Rough, dry, or scaly patches on sun-exposed areas (face, scalp, ears, lips, arms, hands).

Lesions may be:

  • Pink, red, or brown in colour.
  • Flat or slightly raised.
  • Itchy, tender, or burning at times.
  • Multiple lesions often appear together.
  • May feel like sandpaper to the touch.
  • Sometimes difficult to see but easy to feel.

 

What are the best Treatments for Actinic Keratosis?

1. In-clinic Procedures

  • Cryotherapy (liquid nitrogen) → freezes and destroys the lesion.
  • Curettage & electrocautery → scraping and burning off the lesion.
  • Laser therapy → destroys abnormal cells.
  • Surgical excision → if cancerous change is suspected.

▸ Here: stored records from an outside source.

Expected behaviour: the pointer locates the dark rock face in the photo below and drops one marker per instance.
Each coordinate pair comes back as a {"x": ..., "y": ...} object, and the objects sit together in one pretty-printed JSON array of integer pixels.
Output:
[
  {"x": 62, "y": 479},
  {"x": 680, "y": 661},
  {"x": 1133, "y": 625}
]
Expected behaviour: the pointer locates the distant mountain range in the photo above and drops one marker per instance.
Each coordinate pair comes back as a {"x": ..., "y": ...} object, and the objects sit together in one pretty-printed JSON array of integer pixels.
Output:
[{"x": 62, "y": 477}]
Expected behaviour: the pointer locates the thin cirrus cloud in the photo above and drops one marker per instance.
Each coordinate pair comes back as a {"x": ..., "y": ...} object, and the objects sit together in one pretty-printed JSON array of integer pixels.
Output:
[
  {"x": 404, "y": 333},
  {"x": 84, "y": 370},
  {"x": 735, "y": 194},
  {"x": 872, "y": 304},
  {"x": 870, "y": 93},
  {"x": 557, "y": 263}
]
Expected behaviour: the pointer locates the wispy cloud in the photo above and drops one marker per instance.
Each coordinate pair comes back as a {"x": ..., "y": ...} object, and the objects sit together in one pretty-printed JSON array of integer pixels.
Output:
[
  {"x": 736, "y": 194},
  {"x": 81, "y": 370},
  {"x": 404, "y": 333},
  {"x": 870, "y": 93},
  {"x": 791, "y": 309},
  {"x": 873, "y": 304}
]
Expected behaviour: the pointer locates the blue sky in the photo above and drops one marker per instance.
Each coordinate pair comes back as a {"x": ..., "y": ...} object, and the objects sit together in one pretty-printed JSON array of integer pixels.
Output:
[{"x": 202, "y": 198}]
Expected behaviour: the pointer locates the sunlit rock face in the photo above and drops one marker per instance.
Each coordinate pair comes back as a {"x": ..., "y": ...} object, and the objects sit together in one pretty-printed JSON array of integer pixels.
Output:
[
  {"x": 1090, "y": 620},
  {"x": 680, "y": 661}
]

 To discuss the best treatment option for your actinic keratosis please book a Dermatology Consultation 

 

2. Topical Treatments (for multiple lesions or field treatment):

  • 5-fluorouracil (5-FU) cream → destroys abnormal cells.
  • Imiquimod cream → stimulates the immune system to fight abnormal cells.
  • Diclofenac gel → anti-inflammatory effect.
  • Ingenol mebutate gel (less commonly used).

Your practitioner may prescribe one of the above during your dermatology consultation

 

3. Photodynamic Therapy (PDT):

Light-sensitive medication applied to skin, then activated with light to destroy abnormal cells.

 

How to prevent Actinic Keratosis:

  • Use broad-spectrum sunscreen SPF 30+ daily 
  • Wear protective clothing, hats, and sunglasses.
  • Avoid peak sun hours (10 a.m. – 4 p.m.).
  • Avoid tanning beds.
  • Regular skin checks (self-exams + dermatologist visits).
  • Early treatment of AKs to prevent progression to skin cancer.

 

If you would like to find out more about this condition, you can visit here

FAQs

Q1. Is actinic keratosis cancer?
Not yet. It’s a precancerous lesion, but a small percentage can progress to squamous cell carcinoma.

Q2. Who is most at risk?
Fair-skinned individuals with long-term sun exposure, especially over age 40.

Q3. How serious is it?
Most AKs remain stable or disappear, but since some turn into skin cancer, treatment is recommended.

Q4. Can actinic keratosis go away on its own?
Sometimes, but it may recur. Medical treatment reduces the risk of cancer.

Q5. How can I tell if my AK is becoming cancerous?
Warning signs include rapid growth, bleeding, ulceration, or pain — see a dermatologist immediately.